Tarek Ramadan aurait du être immédiatement expulsé après sa proposition de moratoire sur la charia, qui implicitement la justifie en la présentant comme négociable avec la République, devant ainsi accepter les principes du Tribunal islamique. On a donné un très mauvais signe en lui donnant partout la parole sous prétexte de droit d’expression des différences, sur fond de relativisme culturel.
Le laxisme a dominé avec de nombreuses concessions faites en matière de dérogation pour participer d’un mouvement de financement de mosquées de façon plus ou moins indirecte, dont les baux emphytéotiques qui permettent de céder un terrain pour l’euro symbolique, ou encore le financement de centres de culture islamique sous prétexte d’action culturelle. On a mis ces derniers entre les mains d’imams, au lieu de laïcs diffusant dans un esprit scientifique la connaissance de l’islam.

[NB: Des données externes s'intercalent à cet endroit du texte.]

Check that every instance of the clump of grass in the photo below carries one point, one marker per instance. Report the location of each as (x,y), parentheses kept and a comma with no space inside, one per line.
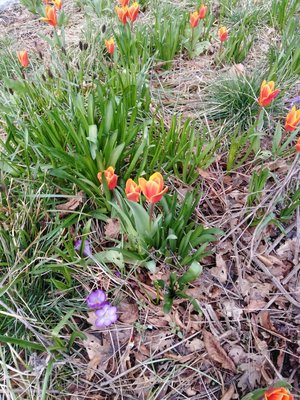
(233,98)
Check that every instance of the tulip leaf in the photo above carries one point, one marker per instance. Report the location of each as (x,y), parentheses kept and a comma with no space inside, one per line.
(92,138)
(191,274)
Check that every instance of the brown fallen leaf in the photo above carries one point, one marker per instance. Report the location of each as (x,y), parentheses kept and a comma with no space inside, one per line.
(228,395)
(98,352)
(220,271)
(216,352)
(70,205)
(112,228)
(265,320)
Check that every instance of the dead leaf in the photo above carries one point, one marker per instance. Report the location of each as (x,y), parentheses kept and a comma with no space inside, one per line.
(237,354)
(70,205)
(265,320)
(99,353)
(216,351)
(195,345)
(112,228)
(220,271)
(128,312)
(228,395)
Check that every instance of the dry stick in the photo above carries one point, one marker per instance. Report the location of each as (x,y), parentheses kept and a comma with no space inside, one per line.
(256,241)
(296,256)
(276,282)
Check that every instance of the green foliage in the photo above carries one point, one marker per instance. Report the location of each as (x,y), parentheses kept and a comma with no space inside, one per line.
(233,98)
(181,149)
(167,35)
(176,287)
(283,11)
(238,45)
(256,186)
(172,232)
(284,58)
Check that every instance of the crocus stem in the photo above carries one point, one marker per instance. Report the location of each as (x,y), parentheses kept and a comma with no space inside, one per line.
(192,46)
(258,115)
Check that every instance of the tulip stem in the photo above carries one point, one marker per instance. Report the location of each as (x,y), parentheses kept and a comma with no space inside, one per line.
(151,213)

Cet affrontement entre une logique communautaire qui tourne au communautarisme, et la République, qui est de plus en plus palpable, rejoint par ses exigences la poussée islamiste. Le point de ralliement est autour du rejet de la modernité, des mœurs, voir d’une démocratie qui passe pour une culture occidentale qui ne concerne pas les musulmans. Une situation de discorde et de rapport litigieux à la France laïque, qui fragilise les esprits et est un terreau favorable à l’endoctrinement, à la radicalisation. C’est cet islam là qu’il faut questionner, en le mettant devant ses responsabilités, au lieu d’entretenir la confusion sous prétexte des risques de mise à mal qui pèseraient sur les musulmans. Ce qui ne veut évidemment pas dire qu’il ne faille pas rester vigilant vis-à-vis de ces risques.

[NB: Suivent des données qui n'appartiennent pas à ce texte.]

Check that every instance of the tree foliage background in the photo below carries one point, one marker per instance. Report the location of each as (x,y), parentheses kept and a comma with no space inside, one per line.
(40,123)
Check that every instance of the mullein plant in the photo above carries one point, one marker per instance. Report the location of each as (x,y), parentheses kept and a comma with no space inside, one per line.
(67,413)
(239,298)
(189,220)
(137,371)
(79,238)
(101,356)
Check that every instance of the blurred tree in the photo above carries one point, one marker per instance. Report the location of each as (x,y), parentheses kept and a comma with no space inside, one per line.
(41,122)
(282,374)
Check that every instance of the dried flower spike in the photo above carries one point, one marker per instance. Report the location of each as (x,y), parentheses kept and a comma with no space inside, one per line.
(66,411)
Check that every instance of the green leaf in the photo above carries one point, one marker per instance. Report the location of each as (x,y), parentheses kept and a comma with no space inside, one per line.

Continuer à ne pas vouloir voir cela, c’est préparer de graves troubles, car il n’y a rien de plus dangereux que de ne pas nommer les choses, ce qui ne trompe personne. Il faut réagir à commencer par les pouvoirs publics (1), en n’hésitant pas à sanctionner ceux qui ne cessent de faire des prêches dangereux comme l’imam de Nice qui rend responsable la France des départs des jeunes musulmans au djihad parce que l’on ne donne pas, selon lui, toute liberté privée et publique, de vivre la loi d’Allah.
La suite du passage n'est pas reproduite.